Confidence Includes a Next Step
One of the reasons the interaction felt unfinished is because I didn’t give it direction.
“I wanted to at least say I’d love to stay in touch or get your contact, but I just didn’t.”
Saying hi is only part of it. Confidence also shows up in what you do next.
Ending a conversation with intention changes how the entire moment lands. A simple “It was great meeting you, I’d love to stay in touch” gives the interaction shape instead of letting it fade out.
You don’t need a big ask. You just need a next move.
This is something I learned the hard way and later unpacked more directly in Ruin the Friendship, where hesitation often costs you the connection more than rejection ever would.
The Real Skill Is Recovery
You are going to mess up. That’s unavoidable.
“Confidence isn’t built in your wins. It’s built in the recoveries.”
The skill isn’t avoiding awkward moments. It’s bouncing back from them without letting one interaction define you.
Laugh it off. Take the lesson.
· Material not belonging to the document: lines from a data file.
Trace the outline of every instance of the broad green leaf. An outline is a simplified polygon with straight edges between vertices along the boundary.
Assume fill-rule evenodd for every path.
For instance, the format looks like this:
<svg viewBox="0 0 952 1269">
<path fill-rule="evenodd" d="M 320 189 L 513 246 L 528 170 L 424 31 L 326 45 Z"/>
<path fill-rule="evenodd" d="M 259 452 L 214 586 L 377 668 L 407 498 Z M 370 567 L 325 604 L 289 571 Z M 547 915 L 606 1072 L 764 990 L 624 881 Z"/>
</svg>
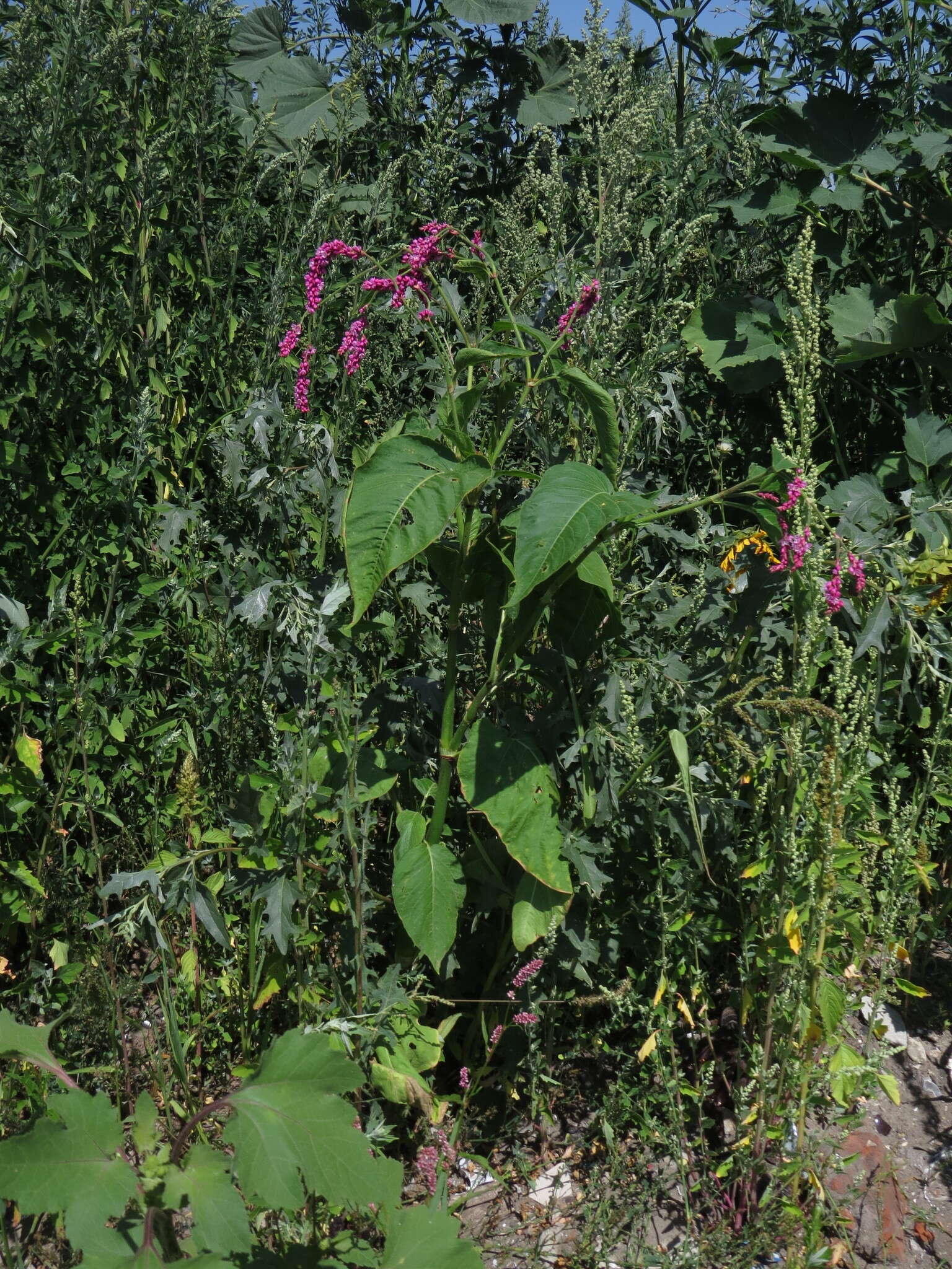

Move on.
Every uncomfortable hello builds the muscle for a better one later.
Trying Beats Wondering Every Time
This is the part that matters most.
“It’s never better to stay wondering. I’d always rather at least try and then build from there.”
Inaction feels safer in the moment, but it lingers longer. Wondering what could have happened sticks with you far more than an imperfect attempt.
Confidence is choosing awkward over invisible. Trying over wondering. Speaking up over staying quiet.
The next time you’re standing across the room debating whether to say hi, go anyway.
Worst case, it becomes a story.
Best case, it becomes a connection.
The Quiet Takeaway
Confidence isn’t something you wake up with one day.
It’s something you build by acting before you feel ready.
Every awkward introduction is practice. Every small risk is a rep. Every “hi” you say anyway is proof that you’re becoming someone who moves instead of freezes.
And that’s what confidence actually looks like.
FAQ: Confidence, Overthinking, and Introductions
Why do I overthink saying hi so much?
Because your brain treats social moments like they’re high-stakes. “I was asking everybody I was with, should I go up and say hi?” Overthinking is usually fear of outcome, not lack of ability.
How do I stop psyching myself out before introductions?
Decide before you think. Confidence starts “when you decide to move instead of think,” not when the nerves go away.
Do I need a perfect opener to sound confident?
No. “If I had a little bit more of a fallback or something really prepared, maybe that would have helped me.” One simple line is enough.
What if the interaction is awkward?
That means you tried. “Confidence isn’t built in your wins. It’s built in the recoveries.”
Is it better to stay quiet if I’m unsure?
No. “It’s never better to stay wondering. I’d always rather at least try and then build from there.”